Existing interagency mechanisms, such as the Federal Interagency Traumatic Brain Injury Research and the Chronic Effects Neurotrama Consortium, play an important role in enabling breakthrough therapies for traumatic brain injury and post-traumatic stress by sharing science between military and nonmilitary patients affected by brain disease; however, new partnerships, policies, and processes are required to speed treatment by more effectively combining scientific research, commercial technologies, and private equity firm resources to accelerate the detection, diagnosis, and delivery of therapies for military patients.
Within the Department of Defense, the Defense Health Agency serves as the lead advocate for brain disease diagnosis and treatment for members of the Armed Forces.

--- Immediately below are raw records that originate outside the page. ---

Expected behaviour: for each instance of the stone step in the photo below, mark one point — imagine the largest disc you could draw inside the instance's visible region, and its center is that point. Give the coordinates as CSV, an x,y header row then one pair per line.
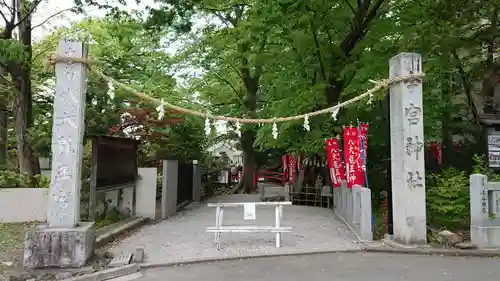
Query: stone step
x,y
129,277
122,259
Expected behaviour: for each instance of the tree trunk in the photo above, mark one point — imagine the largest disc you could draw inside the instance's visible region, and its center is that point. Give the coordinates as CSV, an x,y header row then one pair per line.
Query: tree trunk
x,y
3,136
22,107
248,135
247,140
447,140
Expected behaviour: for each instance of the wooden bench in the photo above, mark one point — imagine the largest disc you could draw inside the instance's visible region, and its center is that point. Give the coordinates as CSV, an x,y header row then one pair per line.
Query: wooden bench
x,y
219,215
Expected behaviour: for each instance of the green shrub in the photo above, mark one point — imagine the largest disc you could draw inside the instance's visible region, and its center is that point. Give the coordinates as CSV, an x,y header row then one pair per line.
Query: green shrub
x,y
448,199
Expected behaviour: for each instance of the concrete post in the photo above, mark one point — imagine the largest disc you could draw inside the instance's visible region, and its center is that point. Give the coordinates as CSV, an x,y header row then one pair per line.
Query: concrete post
x,y
196,181
146,193
65,242
170,183
407,151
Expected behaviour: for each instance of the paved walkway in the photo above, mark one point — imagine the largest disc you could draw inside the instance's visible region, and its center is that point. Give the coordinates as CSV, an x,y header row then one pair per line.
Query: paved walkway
x,y
338,267
183,238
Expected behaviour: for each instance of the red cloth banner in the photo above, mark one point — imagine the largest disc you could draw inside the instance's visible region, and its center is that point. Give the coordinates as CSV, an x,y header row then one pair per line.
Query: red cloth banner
x,y
363,135
352,156
291,166
299,162
335,164
284,163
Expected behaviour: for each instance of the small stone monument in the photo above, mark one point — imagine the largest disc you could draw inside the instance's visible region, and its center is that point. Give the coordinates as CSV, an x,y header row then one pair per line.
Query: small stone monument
x,y
65,242
407,151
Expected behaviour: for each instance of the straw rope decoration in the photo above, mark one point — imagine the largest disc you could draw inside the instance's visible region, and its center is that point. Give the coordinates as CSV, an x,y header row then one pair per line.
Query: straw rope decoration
x,y
379,84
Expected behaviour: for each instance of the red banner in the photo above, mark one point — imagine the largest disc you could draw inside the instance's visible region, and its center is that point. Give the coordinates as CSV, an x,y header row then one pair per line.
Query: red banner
x,y
291,166
363,131
352,156
335,164
299,163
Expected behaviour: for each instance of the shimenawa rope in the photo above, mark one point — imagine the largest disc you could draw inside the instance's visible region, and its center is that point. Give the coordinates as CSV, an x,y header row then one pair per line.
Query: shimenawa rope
x,y
380,84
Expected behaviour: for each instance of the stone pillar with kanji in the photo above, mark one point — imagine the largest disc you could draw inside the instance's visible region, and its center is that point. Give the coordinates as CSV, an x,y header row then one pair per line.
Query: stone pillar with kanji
x,y
407,151
65,241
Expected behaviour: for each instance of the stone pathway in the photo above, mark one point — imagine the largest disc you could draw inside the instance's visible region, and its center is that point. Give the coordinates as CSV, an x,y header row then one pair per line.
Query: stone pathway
x,y
183,238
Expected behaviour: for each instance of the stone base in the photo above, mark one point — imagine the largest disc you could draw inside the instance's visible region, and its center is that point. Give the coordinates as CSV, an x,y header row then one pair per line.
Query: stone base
x,y
59,247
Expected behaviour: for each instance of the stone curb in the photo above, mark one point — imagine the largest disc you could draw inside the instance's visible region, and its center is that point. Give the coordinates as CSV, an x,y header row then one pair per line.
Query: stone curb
x,y
218,259
107,273
431,252
109,235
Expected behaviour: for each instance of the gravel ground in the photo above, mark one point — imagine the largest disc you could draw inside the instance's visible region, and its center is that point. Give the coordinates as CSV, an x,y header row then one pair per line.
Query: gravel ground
x,y
338,267
183,237
12,243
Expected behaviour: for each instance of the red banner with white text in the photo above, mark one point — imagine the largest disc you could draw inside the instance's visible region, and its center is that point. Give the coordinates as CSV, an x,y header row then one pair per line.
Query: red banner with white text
x,y
335,165
291,168
352,156
363,134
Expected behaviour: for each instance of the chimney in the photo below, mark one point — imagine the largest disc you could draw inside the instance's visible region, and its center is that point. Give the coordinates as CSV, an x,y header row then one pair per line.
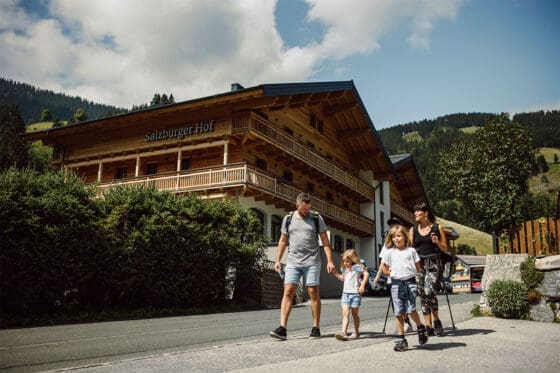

Plan for improvements to traumatic brain injury and post-traumatic stress research
Not later than 180 days after the date of the enactment of this Act, the Secretary of Defense shall submit to the congressional defense committees (as defined in section 101(a)(16) of title 10, United States Code) a report containing the following:
for the Director of the Defense Health Agency, in collaboration with the National Institutes of Health, the Secretary of Veterans Affairs, major universities, and private firms, as appropriate, to accelerate cooperative research, development, and the fielding of breakthrough therapies for traumatic brain injury and post-traumatic stress;
describing actions for the Director to maximize the coordination and use of scientific research efforts carried out by other elements of the Department of Defense, the National Institutes of Health, the Secretary of Veterans Affairs, major universities, and private firms, as appropriate;
describing the strategy of the Department of Defense to leverage existing other transaction agreements pursuant to section 2371 of title 10, United States Code, such as the Medical Technology Enterprise Consortium of the Army, to encourage financial collaboration and accelerate breakthrough therapies for the treatment of traumatic brain injury and post-traumatic stress; and
describing new processes to accelerate scientific research and delivery of breakthrough therapies for traumatic brain injury and post-traumatic stress.
Recommendations by the Secretary for executive or legislative actions necessary to carry out the plan.